Member of the New Hampshire Executive Council from the 2nd district
- Incumbent
- Assumed office January 9, 2025
- Preceded by: Cinde Warmington

Personal details
- Born: December 1978 (age 47) Landaul, France
- Party: Republican (before 2004) Democratic (2004–present)
- Spouse: Andy Hill ​ ​(m. 2016; div. 2017)​
- Children: 2
- Education: Dartmouth College (BA)

= Karen Liot Hill =

American politician

Karen Liot Hill is an American politician who has been a member of the Executive Council of New Hampshire since 2025. She is the highest ranking Democrat in the New Hampshire state government. She previously served as mayor of Lebanon, New Hampshire, and was a Lebanon City Council member from 2005 to March 2025.

== Biography ==
Liot Hill was born in France and raised on Long Island in New York by her father after her mother's early death from cervical cancer. She earned a Bachelor of Arts degree from Dartmouth College, majoring in government and minoring in education. She worked as a paralegal, piano teacher and an on-air personality at WWOD, an adult album alternative broadcasting radio station. Liot Hill and her former husband, Andy Hill, owned and operated the Lebanon Diner, which closed in 2020 due to challenges associated with the COVID-19 pandemic. Liot Hill has twice been arrested for driving while intoxicated. In 2010 she pleaded guilty and was convicted of grossly negligent operation. In 2018 she was charged with driving while intoxicated, a Class B misdemeanor.

=== Political career ===
==== Lebanon City Council ====
Liot Hill has said that she was a Republican in her youth, and become involved in the Democratic Party during Howard Dean's 2004 presidential campaign. In 2004, Liot Hill became a registered Democrat and successfully ran the campaigns for four Democratic state representative candidates in Lebanon. In 2005, she was elected to serve on the Lebanon City Council. and was the mayor of Lebanon from 2008 to 2009. While she was on the city council, she prioritized sustainability, social justice, economic vitality, affordable housing, transparency, and inclusiveness. Karen served as Lebanon’s Mayor in 2008-09, during which time she signed onto the US Mayors' Climate Protection Agreement on behalf of the people of Lebanon.

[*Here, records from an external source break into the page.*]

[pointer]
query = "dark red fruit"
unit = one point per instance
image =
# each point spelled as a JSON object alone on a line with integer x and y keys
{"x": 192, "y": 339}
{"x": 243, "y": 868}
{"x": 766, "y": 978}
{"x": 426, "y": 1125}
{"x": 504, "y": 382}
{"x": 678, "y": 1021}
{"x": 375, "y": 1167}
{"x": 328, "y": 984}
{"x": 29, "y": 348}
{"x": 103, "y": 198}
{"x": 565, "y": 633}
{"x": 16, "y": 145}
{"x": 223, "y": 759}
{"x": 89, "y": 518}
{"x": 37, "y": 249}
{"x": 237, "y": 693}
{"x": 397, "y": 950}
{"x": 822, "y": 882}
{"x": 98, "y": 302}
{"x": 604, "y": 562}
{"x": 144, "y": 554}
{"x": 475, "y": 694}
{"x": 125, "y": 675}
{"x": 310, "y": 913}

==== Grafton County Treasurer ====
Liot Hill was elected treasurer for Grafton County in 2016 and re-elected in 2018, 2020, and 2022. She was succeeded by Michael Cryans.

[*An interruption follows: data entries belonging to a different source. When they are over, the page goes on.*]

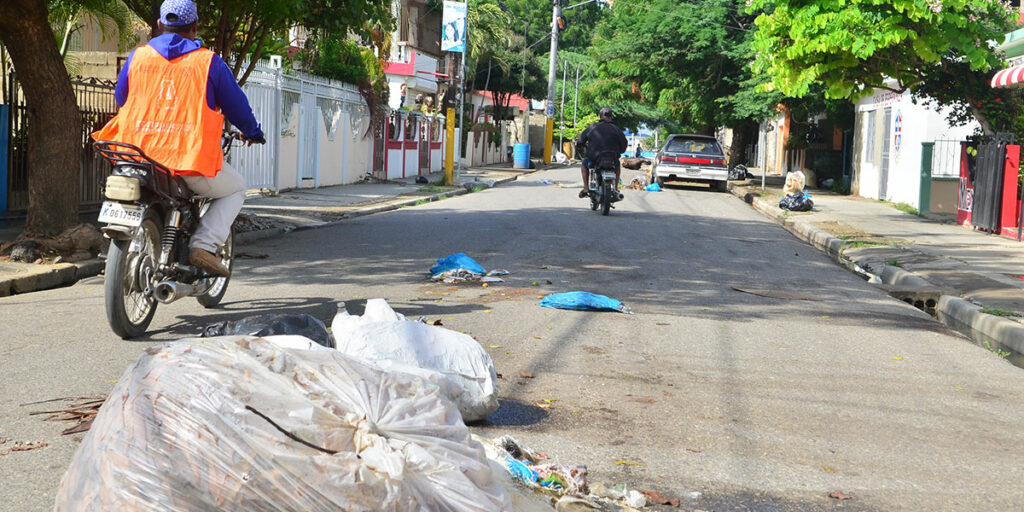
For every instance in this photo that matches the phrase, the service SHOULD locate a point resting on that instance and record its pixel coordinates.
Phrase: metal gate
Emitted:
(96, 104)
(424, 145)
(988, 181)
(884, 173)
(380, 140)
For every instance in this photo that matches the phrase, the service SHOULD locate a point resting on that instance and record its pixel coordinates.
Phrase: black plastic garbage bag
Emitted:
(796, 203)
(269, 325)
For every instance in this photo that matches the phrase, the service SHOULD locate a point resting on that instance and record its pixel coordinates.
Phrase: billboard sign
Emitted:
(454, 27)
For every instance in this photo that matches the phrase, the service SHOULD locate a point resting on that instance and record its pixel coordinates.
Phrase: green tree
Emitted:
(241, 32)
(682, 64)
(54, 122)
(113, 16)
(853, 46)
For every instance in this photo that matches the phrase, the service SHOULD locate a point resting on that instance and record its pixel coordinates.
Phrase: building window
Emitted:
(869, 128)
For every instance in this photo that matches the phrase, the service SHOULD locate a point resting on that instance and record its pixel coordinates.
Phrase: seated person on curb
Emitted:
(171, 93)
(600, 136)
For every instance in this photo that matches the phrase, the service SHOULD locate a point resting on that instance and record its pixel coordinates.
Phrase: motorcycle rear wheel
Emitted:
(605, 198)
(218, 288)
(130, 265)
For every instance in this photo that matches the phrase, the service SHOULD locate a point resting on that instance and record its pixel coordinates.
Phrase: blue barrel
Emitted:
(520, 156)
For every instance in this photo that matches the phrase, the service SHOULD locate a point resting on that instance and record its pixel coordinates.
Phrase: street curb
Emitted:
(951, 310)
(969, 320)
(62, 274)
(49, 276)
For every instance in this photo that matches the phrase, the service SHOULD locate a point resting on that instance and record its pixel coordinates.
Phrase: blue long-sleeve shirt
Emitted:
(221, 89)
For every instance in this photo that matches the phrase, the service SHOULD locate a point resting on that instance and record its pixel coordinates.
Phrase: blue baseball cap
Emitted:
(178, 12)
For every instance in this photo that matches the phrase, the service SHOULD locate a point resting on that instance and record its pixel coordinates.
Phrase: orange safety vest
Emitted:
(166, 114)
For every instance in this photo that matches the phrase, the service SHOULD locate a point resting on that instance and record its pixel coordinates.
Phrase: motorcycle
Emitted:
(151, 215)
(603, 188)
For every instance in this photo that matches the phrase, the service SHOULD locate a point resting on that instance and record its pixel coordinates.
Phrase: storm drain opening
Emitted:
(924, 298)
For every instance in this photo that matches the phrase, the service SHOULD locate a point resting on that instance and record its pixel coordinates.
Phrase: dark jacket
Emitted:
(602, 136)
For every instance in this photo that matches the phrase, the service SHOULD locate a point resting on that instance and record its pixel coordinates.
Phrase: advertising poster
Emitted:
(454, 27)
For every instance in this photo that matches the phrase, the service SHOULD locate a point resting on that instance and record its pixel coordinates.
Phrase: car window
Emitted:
(691, 145)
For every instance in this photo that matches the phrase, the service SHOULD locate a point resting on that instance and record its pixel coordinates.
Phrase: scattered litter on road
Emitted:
(238, 423)
(251, 256)
(77, 410)
(273, 325)
(459, 267)
(795, 182)
(563, 484)
(658, 499)
(488, 183)
(24, 446)
(584, 301)
(455, 363)
(774, 294)
(638, 183)
(635, 499)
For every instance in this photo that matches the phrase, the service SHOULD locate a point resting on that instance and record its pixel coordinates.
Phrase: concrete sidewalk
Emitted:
(971, 281)
(264, 216)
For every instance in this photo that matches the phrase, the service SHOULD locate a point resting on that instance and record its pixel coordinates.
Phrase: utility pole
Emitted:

==== Executive Council of New Hampshire ====
Liot Hill was elected to the Executive Council of New Hampshire in November 2024 with 57% percent of the vote, beating perennial candidate Republican Kim Strathdee. Liot Hill was endorsed by the Planned Parenthood New Hampshire Action Fund. Liot Hill missed two deadlines for her campaign finance reports, October 30 and November 13, 2024, respectively, and eventually filed them with the New Hampshire Secretary of State's office on December 12, 2024. Late filings are not uncommon in New Hampshire.

On August 14, 2025, Joseph Sweeney, the third-highest ranking Republican in the New Hampshire House, launched an effort to impeach Liot Hill, claiming she improperly used her office to help a private law firm recruit clients. Liot Hill has said she has been targeted because she is the sole Democrat on the Executive Council, and that referring a constituent to a third party is not unusual for councilors.

==Political views==
In 2019, Liot Hill stated that she had gone without health insurance for almost 10 years because she finds it unaffordable. Liot Hill is a supportive ally of the LGBTQ+ community and an advocate for abortion rights. As County Treasurer, she prioritized the responsible use of taxpayer dollars, and prudent oversight of county fiscal matters.

As Executive Councilor, Karen has identified abortion rights, housing, childcare, public education, and climate change as her priority issues. She credits the death of her mother due to cervical cancer, when Karen was six years old, as the reason for her support for women's health funding.